• Topic of triple talaq needs more extensive debate: SC

    June 30, 2016

    The topic of triple talaq has been dragged on by political parties, community leaders and the judiciary system for many months. But it seems that the Supreme Court of India has not yet arrived on a concrete result or law on the infamous triple talaq law.

    The Supreme Court said on Wednesday it would prefer a wider debate, in public as well as in court, before taking a decision on the constitutional validity of 'triple talaq', which many complain is abused by Muslim men to arbitrarily divorce their wives.

    A bench of Chief Justice TS Thakur and Justice A M Khanwilkar appeared to have an open mind about reconsidering, if need be, any earlier judgment that placed personal laws beyond the ambit of judicial scrutiny. In July 2014, the SC had ruled that fatwas issues by muftis had no legal sanction and no one could be forced to abide by them. However, it had refused to enter the domain of examining the constitutional validity of Muslim personal law provisions.

    Last year, the SC, suo motu, began to examine the effect of 'triple talaq' on Muslim women's rights. Since then, Shayara Banu, a victim of the practice, as well as many Muslim women's organisations have jumped into the fray to assail its validity. The All India Muslim Personal Law Board (AIMPLB) has defended 'triple talaq' and said the SC has no jurisdiction to decide its validity.

    Farah Faiz, Rashtrawadi Muslim Mahila Sangh (RMMS) president, stole the show before CJI Thakur and Justice Khanwilkar with a speech on how the AIMPLB and Muslim bodies had started operating sharia courts to impose rigid practices on unsuspecting Muslims.

    "Women's rights are equally protected by the Constitution. But these sharia courts and qazis do not allow women to enforce their rights. Defiance invites ostracisation. AIMPLB is attempting to give a religious tone to the debate on the validity of 'triple talaq' by terming it a practice ordained by Quran," Faiz said.

    The bench, however, turned down Faiz's demand that votaries of 'triple talaq' be restrained from airing their views on TV and other media. "This is an important matter. There can be strong views on both sides. It is good that people are expressing their views. Let there be a debate," it said.
    The SC permitted a host of people, NGOs and women's organisations, including the Mumbai-based Centre for Study of Society and Secularism (through Irfan Engineer) and Bebaak Collective (through Hasina Khan), to become parties in the pending proceedings, and asked the Centre's counsel Madhvi Divan to file a response in six weeks.

    The AIMPLB, through senior advocate Huzefa Ahmadi, said there had been court ruling which barred courts from examining the validity of personal law practices.

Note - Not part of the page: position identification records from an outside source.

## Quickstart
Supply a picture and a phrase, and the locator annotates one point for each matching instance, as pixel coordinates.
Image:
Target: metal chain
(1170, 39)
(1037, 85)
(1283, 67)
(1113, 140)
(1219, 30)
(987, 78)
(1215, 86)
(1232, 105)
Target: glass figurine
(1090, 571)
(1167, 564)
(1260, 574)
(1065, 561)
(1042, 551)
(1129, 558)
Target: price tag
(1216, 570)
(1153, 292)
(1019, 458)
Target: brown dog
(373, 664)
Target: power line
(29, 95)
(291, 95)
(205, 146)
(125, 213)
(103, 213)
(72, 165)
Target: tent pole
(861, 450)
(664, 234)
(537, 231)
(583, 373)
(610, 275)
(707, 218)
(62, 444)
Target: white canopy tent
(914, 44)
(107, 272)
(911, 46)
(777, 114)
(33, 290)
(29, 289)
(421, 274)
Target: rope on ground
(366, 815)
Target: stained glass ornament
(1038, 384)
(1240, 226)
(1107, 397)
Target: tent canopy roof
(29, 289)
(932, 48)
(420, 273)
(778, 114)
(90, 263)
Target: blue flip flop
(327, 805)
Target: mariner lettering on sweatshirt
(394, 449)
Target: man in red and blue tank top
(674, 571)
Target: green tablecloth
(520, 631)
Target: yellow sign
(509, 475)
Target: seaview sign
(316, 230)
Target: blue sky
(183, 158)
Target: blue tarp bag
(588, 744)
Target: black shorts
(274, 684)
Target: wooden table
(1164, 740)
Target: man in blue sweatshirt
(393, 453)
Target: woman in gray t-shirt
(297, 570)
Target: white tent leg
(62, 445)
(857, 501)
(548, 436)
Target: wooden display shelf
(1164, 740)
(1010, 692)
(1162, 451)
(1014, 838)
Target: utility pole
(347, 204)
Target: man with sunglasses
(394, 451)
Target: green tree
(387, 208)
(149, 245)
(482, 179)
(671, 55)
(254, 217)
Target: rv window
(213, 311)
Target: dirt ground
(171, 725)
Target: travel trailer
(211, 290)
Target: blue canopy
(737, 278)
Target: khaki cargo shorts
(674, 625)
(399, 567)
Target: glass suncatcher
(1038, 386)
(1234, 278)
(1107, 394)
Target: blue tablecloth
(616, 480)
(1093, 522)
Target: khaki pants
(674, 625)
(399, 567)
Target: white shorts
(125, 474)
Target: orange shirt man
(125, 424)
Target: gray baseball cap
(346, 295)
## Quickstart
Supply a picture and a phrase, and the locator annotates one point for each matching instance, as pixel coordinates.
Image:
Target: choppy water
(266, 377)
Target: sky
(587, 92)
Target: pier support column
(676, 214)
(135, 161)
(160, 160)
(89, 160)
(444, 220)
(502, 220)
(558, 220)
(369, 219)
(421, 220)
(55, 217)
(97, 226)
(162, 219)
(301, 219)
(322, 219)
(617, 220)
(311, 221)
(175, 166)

    Senior advocate Indira Jaising, who appeared for two NGOs, said AIMPLB was referring to a very old judgement given by the first Indian chief justice of Bombay HC, MC Chagla. The bench said it had an open mind on the issue. "If the issue — whether the court can test the validity of a personal law practice — requires reconsideration, we might refer the matter to a larger bench. But, let us first examine what is the scope of the court's adjudication power in this context," it said. The court fixed September 6 for further hearing on the issue.


    The mood in the country about this situation is one of confusion. The very Muslims who swear by Muslim law should keep in mind that there is a stark difference in the laws related to any heinous crime in Muslim countries and India. If they are so true to the Muslim laws, then the culprits for murders and adultery should also be tried and sentenced under the Muslim laws – which directly translates to inhuman punishment and in severe cases death. A need for a Uniform Civil Code is paramount. If the SC does not take notice of this, the country will be at a loss, although the apex court has promised that it will look beyond any notion putting regional and religious laws before the judicial system of the country.